Getting Oracle and Microsoft to play nice is like trying to get Sean Hannity and Nancy Pelosi to share a quiet evening together making babies while discussing health care and what to spend their money on. If that reference is dated then consider the choice of wiping with toilet paper or the large grain sandpaper and then using the sandpaper; or perhaps shoving a sea urchin up your nose then pulling it out the other nostril.

Here is what I am suffering with:

  • Windows XP and Windows Server 2003
  • SQL Server 2008 Integration Services
  • Native OLE DB\Oracle Provider for OLE DB, Oracle 11g R1 or Oracle 10g
  • Execute SQL Task trying to execute a PROCEDURE or PACKAGE.PROCEDURE that has input or output parameters

Connection Manager

The only non-default property is RetainSameConnection set to True (connections to Oracle are expensive). Personally, I see no need for resource pooling but that is another post.

Execute SQL Task

General

ConnectionType
OLE DB
SQLSourceType
SQLStatement:
{call your_stupid_package.dumb_ass_procedure(?,?)}
or
BEGIN your_stupid_package.dumb_ass_procedure(?,?); END;
IsQueryStoredProcedure
False (usually greyed out, but can be set via Properties, but has no bearing on anything)

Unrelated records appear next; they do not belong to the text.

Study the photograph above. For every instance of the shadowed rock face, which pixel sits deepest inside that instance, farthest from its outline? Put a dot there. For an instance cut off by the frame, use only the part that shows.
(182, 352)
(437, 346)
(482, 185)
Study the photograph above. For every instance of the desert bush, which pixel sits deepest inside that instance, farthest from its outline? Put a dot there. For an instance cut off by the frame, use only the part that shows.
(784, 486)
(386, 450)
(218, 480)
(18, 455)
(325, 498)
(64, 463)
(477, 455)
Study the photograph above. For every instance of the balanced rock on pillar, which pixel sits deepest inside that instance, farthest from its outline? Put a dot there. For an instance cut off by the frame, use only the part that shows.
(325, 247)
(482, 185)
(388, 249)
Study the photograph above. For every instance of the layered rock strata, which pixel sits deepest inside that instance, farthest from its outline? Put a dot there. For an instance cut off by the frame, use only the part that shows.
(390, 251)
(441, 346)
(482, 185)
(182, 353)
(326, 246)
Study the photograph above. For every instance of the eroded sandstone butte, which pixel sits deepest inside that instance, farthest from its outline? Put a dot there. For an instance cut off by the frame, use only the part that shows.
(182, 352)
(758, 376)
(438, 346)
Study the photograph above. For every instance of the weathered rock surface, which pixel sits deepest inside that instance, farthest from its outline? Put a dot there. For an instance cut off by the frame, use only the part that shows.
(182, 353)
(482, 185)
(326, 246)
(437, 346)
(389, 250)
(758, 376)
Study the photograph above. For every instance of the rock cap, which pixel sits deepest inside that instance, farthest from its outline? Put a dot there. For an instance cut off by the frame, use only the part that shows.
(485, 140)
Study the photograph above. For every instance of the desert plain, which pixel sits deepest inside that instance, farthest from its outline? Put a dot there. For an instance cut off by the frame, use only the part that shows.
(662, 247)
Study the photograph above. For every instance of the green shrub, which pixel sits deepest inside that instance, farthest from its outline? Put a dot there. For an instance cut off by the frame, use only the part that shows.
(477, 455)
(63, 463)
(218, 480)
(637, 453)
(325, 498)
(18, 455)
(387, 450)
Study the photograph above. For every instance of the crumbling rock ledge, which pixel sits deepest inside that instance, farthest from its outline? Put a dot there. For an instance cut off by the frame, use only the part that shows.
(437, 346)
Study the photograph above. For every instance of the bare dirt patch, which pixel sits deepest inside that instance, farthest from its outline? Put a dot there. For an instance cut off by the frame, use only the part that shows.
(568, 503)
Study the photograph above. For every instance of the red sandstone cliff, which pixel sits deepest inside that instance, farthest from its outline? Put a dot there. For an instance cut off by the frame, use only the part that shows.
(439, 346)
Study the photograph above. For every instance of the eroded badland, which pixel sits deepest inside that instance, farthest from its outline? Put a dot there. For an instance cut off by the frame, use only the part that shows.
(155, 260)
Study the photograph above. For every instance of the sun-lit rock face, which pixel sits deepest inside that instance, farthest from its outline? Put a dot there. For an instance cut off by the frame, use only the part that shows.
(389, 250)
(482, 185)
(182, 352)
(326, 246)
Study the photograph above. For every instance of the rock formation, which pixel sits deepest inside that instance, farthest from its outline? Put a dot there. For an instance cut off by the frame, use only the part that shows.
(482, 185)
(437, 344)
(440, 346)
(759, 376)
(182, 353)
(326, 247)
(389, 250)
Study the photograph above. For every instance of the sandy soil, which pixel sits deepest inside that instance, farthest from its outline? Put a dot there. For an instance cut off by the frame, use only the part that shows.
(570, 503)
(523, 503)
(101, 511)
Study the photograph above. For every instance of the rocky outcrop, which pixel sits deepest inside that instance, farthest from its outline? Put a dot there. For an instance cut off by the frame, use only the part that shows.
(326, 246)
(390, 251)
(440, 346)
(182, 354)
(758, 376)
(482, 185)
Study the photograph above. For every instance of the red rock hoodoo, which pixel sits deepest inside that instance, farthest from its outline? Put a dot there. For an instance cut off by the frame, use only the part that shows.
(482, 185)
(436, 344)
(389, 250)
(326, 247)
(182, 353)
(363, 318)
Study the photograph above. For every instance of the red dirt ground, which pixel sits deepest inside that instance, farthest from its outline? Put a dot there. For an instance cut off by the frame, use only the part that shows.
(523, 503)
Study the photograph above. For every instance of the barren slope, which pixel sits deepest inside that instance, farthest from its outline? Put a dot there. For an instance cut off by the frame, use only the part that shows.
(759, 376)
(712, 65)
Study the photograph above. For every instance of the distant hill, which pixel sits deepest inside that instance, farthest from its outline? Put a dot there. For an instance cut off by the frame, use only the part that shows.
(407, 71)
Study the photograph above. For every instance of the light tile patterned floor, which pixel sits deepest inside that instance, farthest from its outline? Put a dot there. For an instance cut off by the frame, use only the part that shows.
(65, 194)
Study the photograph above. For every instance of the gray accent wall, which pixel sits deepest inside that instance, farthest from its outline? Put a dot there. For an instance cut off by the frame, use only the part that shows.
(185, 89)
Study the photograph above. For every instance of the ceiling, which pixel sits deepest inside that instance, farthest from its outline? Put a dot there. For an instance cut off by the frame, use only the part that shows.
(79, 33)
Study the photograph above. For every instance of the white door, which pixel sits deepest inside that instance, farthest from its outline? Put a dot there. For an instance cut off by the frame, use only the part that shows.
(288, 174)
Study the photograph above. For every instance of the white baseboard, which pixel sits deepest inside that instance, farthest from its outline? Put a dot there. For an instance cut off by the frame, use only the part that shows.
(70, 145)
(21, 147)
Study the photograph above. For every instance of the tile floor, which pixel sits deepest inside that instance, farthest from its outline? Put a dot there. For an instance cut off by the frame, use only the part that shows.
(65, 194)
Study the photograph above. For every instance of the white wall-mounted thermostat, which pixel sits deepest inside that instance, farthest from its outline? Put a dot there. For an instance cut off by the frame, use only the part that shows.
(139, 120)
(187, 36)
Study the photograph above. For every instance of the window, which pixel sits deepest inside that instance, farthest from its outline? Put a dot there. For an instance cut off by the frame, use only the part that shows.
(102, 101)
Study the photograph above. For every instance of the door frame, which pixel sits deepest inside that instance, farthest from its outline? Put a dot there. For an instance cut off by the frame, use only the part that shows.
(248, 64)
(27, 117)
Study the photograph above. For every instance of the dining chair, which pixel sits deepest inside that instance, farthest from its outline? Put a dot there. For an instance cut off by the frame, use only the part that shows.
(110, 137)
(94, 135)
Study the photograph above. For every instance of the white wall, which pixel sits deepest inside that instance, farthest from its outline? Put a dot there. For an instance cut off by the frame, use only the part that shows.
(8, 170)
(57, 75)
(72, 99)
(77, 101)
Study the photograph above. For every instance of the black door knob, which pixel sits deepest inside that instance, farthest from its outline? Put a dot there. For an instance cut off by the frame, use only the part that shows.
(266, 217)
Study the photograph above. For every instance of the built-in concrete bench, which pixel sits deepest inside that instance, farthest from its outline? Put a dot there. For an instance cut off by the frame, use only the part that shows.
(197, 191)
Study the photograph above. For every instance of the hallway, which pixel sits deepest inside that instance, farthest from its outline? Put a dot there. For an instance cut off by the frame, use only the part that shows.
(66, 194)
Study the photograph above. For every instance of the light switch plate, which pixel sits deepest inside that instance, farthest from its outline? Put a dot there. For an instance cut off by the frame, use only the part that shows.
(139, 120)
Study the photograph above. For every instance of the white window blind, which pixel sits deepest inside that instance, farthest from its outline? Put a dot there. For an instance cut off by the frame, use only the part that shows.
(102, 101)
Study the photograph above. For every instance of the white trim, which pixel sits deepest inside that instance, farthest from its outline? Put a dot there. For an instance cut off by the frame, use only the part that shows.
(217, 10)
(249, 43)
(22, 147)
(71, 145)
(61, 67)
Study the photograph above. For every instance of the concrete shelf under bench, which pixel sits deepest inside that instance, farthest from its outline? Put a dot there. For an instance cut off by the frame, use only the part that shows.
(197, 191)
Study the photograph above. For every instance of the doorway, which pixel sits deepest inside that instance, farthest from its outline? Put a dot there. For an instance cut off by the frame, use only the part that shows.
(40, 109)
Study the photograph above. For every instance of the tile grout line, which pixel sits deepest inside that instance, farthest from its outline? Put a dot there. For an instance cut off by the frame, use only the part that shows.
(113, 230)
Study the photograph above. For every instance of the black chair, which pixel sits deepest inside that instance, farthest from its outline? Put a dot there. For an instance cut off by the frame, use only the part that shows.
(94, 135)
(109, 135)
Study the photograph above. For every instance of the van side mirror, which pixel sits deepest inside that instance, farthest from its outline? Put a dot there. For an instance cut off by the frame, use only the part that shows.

Parameter Mapping; Add each parameter:

Variable Name
whatever User::variable you have defined already
Direction
Input or Output
Data Type
VARCHAR (I have not been able to get anything else to work yet)
Parameter Name
the left to right sequence number of the parameter starting at zero (so, if you only have one the parameter name is 0)
Parameter Size
the size of the variable

Conclusion

I would cite references but that vast majority of searches dead-end with single posts in forums where some poor slob went begging for help and found none; or sometimes found a reply from another kindred spirit also suffering through the same agony. Those who did have solutions were not passing parameters or were using an Expression to build the query string with parameters (doing their own SQL injection; which also does not help those using output parameters).

The above works, with a couple warnings, but works.